De acuerdo con el ingeniero, el DDEC busca a asistir a los empresarios por tres vías.

La primera alternativa es otorgar algún descuento o subvención en el pago de la renta de aquellos negocios que hayan visto una interrupción de sus operaciones a causa de la falta de electricidad o agua. Ello aplicaría, tanto a inquilinos de Pridco como a otras empresas, siempre que presenten las evidencias requeridas.

Laboy hizo claro, sin embargo, que el uso de este beneficio solo aplicará si la empresa experimenta una interrupción de sus operaciones a causa de la falta de electricidad, por un plazo de una semana o dos semanas.

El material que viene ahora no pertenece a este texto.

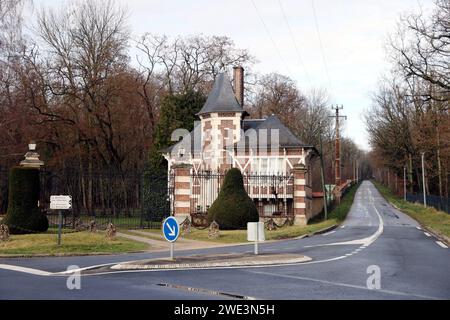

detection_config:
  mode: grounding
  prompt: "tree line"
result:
[366,0,450,197]
[0,0,365,215]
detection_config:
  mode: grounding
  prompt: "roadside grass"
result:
[0,230,149,255]
[171,185,359,243]
[372,181,450,242]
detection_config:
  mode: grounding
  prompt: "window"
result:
[259,158,267,174]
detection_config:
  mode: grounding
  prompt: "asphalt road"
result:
[0,181,450,299]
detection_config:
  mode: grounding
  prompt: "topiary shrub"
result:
[208,168,259,230]
[3,167,48,234]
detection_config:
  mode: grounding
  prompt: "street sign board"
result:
[50,195,72,210]
[163,216,180,242]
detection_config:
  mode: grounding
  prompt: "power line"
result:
[311,0,333,89]
[278,0,311,86]
[251,0,289,73]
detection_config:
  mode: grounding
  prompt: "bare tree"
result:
[391,0,450,101]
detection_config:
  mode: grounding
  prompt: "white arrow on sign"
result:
[167,224,175,237]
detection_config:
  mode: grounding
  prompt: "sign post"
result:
[247,222,266,255]
[50,195,72,245]
[162,216,180,260]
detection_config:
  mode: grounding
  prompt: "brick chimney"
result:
[233,66,244,107]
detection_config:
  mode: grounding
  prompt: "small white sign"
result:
[50,195,72,210]
[247,222,266,241]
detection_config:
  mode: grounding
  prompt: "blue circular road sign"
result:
[163,217,180,242]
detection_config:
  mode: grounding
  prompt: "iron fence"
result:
[190,171,294,217]
[0,169,174,229]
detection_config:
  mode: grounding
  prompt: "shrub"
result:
[3,167,48,234]
[208,168,259,230]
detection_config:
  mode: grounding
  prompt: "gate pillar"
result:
[293,164,311,225]
[172,164,192,222]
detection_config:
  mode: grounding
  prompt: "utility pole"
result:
[331,105,347,187]
[319,131,328,220]
[403,166,406,201]
[421,152,427,207]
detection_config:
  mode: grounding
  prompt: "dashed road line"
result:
[436,241,448,249]
[248,270,439,300]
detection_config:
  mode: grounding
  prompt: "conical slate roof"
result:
[256,114,305,147]
[198,73,244,115]
[235,115,315,150]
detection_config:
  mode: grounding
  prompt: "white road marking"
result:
[248,271,439,300]
[0,264,52,276]
[304,201,384,248]
[436,241,448,249]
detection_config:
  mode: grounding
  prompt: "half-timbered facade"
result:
[162,67,317,224]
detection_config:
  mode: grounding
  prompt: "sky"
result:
[25,0,433,150]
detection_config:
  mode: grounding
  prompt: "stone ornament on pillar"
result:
[172,163,192,222]
[20,141,44,169]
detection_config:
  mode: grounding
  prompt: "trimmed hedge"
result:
[3,167,48,234]
[208,168,259,230]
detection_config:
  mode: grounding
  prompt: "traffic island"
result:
[110,253,312,270]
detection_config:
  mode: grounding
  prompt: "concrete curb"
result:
[110,256,312,270]
[388,200,450,246]
[292,224,339,240]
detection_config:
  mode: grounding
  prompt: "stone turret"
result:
[198,73,246,171]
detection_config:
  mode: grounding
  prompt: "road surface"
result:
[0,181,450,299]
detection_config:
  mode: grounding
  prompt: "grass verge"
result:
[372,181,450,243]
[0,230,149,256]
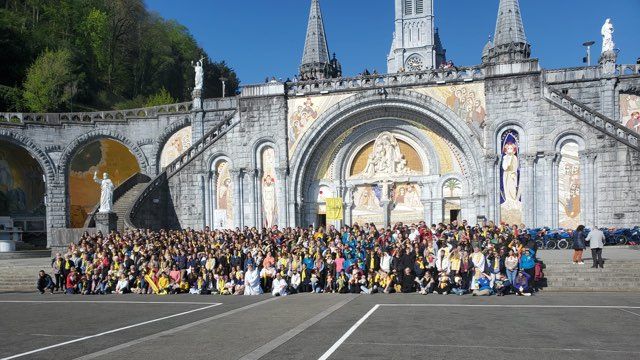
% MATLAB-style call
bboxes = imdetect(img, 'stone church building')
[0,0,640,246]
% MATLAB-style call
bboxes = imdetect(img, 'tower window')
[404,0,413,15]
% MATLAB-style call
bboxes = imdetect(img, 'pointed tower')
[387,0,444,74]
[482,0,531,63]
[300,0,342,80]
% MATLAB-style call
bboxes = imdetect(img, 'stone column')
[344,186,356,226]
[229,169,244,228]
[95,211,118,236]
[245,169,258,228]
[209,170,218,228]
[275,168,289,228]
[520,154,536,227]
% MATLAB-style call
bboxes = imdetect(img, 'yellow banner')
[325,198,342,221]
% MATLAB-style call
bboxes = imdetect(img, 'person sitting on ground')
[36,270,55,294]
[114,273,130,294]
[415,271,436,295]
[514,271,531,296]
[494,274,511,296]
[451,275,467,296]
[435,272,451,295]
[400,267,416,294]
[473,273,493,296]
[271,272,289,296]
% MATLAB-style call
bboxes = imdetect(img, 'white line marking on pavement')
[618,308,640,317]
[0,300,221,305]
[73,297,280,360]
[378,304,640,309]
[240,296,357,360]
[346,342,640,354]
[318,305,380,360]
[0,303,222,360]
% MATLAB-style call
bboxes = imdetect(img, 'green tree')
[24,49,80,112]
[144,87,177,107]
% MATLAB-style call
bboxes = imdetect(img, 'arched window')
[558,140,581,229]
[499,129,522,225]
[404,0,413,15]
[442,178,462,224]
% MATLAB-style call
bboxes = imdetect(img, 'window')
[404,0,413,15]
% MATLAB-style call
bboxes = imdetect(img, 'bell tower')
[387,0,444,73]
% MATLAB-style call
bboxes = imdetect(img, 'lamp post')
[218,76,229,97]
[582,41,596,66]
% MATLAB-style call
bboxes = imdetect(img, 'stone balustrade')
[543,86,640,151]
[0,102,191,125]
[287,67,485,96]
[544,64,640,84]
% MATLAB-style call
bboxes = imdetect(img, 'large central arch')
[288,89,486,225]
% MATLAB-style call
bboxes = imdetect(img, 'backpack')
[533,262,544,281]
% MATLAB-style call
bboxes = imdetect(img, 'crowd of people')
[37,221,543,296]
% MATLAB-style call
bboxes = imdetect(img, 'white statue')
[193,57,204,90]
[93,171,115,213]
[361,131,412,177]
[502,144,520,209]
[600,19,616,54]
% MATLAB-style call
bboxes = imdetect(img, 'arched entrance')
[0,139,47,248]
[289,89,486,225]
[66,138,141,228]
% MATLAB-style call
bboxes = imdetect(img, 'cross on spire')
[300,0,342,80]
[483,0,531,62]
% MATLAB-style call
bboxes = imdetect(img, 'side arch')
[151,116,193,174]
[58,129,152,176]
[0,129,57,183]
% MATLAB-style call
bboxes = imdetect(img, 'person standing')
[586,226,605,269]
[573,225,586,265]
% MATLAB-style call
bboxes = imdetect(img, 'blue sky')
[146,0,640,84]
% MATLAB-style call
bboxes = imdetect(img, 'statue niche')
[354,131,416,179]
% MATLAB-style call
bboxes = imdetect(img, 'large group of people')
[37,221,543,296]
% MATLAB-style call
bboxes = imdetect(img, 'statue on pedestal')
[192,57,204,90]
[93,171,115,213]
[600,19,616,54]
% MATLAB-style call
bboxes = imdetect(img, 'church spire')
[483,0,531,62]
[300,0,342,80]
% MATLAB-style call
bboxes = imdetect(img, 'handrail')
[84,172,151,228]
[124,111,240,228]
[543,85,640,151]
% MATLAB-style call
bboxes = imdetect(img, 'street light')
[218,76,229,97]
[582,41,596,66]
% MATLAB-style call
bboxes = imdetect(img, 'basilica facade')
[0,0,640,245]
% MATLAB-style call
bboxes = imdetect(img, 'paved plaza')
[0,293,640,360]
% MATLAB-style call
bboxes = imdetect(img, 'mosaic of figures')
[351,185,384,226]
[349,131,423,180]
[69,139,140,228]
[288,94,353,156]
[415,83,487,127]
[558,142,580,229]
[0,143,45,216]
[160,126,192,169]
[262,147,278,228]
[500,130,522,224]
[214,161,233,229]
[620,94,640,133]
[391,183,424,224]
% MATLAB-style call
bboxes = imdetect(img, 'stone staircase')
[0,257,51,293]
[545,261,640,291]
[113,182,148,231]
[543,86,640,151]
[84,173,151,231]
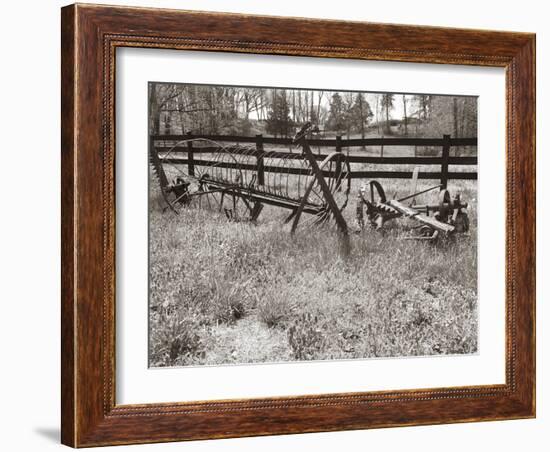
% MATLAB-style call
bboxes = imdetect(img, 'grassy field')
[149,159,478,366]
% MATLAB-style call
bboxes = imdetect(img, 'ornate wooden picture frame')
[61,4,535,447]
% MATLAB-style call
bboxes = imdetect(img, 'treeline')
[149,83,477,138]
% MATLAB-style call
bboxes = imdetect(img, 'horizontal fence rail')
[149,134,477,187]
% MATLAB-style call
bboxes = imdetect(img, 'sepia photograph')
[149,82,478,368]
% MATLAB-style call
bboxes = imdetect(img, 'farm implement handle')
[149,123,351,236]
[357,176,470,240]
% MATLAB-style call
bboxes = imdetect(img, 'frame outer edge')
[515,34,536,417]
[60,5,77,447]
[61,5,535,447]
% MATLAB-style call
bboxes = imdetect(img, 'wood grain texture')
[61,5,535,447]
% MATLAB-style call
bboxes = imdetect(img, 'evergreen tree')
[265,90,293,137]
[327,93,347,131]
[348,93,373,138]
[380,94,394,133]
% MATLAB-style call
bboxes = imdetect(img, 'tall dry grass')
[149,175,478,366]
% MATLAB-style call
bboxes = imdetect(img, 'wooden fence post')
[333,135,342,191]
[187,132,195,176]
[441,135,451,189]
[256,134,265,185]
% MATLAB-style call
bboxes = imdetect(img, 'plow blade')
[389,199,455,233]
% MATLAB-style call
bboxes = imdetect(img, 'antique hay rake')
[150,123,351,236]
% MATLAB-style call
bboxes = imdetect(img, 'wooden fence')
[149,134,477,187]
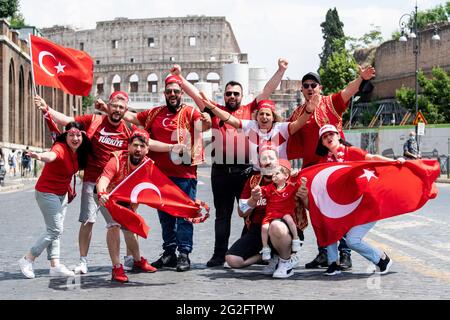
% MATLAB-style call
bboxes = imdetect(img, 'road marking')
[365,236,450,283]
[371,229,450,262]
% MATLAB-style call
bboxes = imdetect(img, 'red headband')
[166,75,183,86]
[109,91,128,102]
[256,100,275,112]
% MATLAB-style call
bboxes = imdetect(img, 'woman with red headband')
[18,122,90,279]
[201,93,319,171]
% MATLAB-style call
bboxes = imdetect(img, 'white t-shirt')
[241,120,289,171]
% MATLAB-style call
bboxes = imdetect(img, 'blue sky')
[20,0,447,79]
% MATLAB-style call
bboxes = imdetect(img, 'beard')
[166,98,181,113]
[130,155,144,166]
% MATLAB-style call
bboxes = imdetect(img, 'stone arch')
[128,73,139,93]
[8,59,16,142]
[111,74,122,92]
[147,73,158,93]
[206,72,220,91]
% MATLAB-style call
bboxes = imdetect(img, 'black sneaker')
[152,251,177,269]
[323,262,341,276]
[339,253,352,271]
[206,255,225,268]
[305,252,328,269]
[377,253,392,274]
[177,252,191,272]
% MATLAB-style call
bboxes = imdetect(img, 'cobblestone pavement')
[0,168,450,300]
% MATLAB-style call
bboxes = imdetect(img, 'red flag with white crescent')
[30,35,94,96]
[110,159,209,223]
[299,160,440,246]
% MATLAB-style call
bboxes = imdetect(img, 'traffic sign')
[413,110,428,125]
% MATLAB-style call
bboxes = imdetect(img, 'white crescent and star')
[130,182,162,203]
[311,165,366,219]
[38,51,66,77]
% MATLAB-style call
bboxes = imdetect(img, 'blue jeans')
[158,177,197,253]
[327,222,381,265]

Según Laboy, la falta de energía es la principal preocupación de los empresarios que han pedido ayuda al DDEC. Incluso, dijo el ingeniero, el DDEC puso en vigor planes de acción inmediata con la Autoridad de Energía Eléctrica (AEE) y la Autoridad de Acueductos y Alcantarillados (AAA) para que operaciones neurálgicas como las que realiza Eli Lilly en Carolina o Lufthansa en Aguadilla pudieran reanudarse a la brevedad.

Ayer, Negocios de El Nuevo Día citó a dos ejecutivos del sector de seguros quienes aseguran que en Puerto Rico habrá más reclamaciones como resultado de la interrupción de operaciones en los negocios que por el daño directo que pudo provocar el huracán Irma.

Una segunda alternativa será un pago en efectivo a la empresa que perdió sus equipos, materia prima o alimentos. Según Laboy, en todos estos casos se verificará con ajustadores y auditores los daños que se reclamen.

En total, de acuerdo con Laboy, el objetivo es otorgar a cada comerciante subvenciones no mayores $10,000 a $15,000 que permitan al negocio reanudar sus operaciones.

Ese incentivo, dijo Laboy, podría combinarse con un programa de préstamos que habilitará el Banco de Desarrollo Económico (BDE).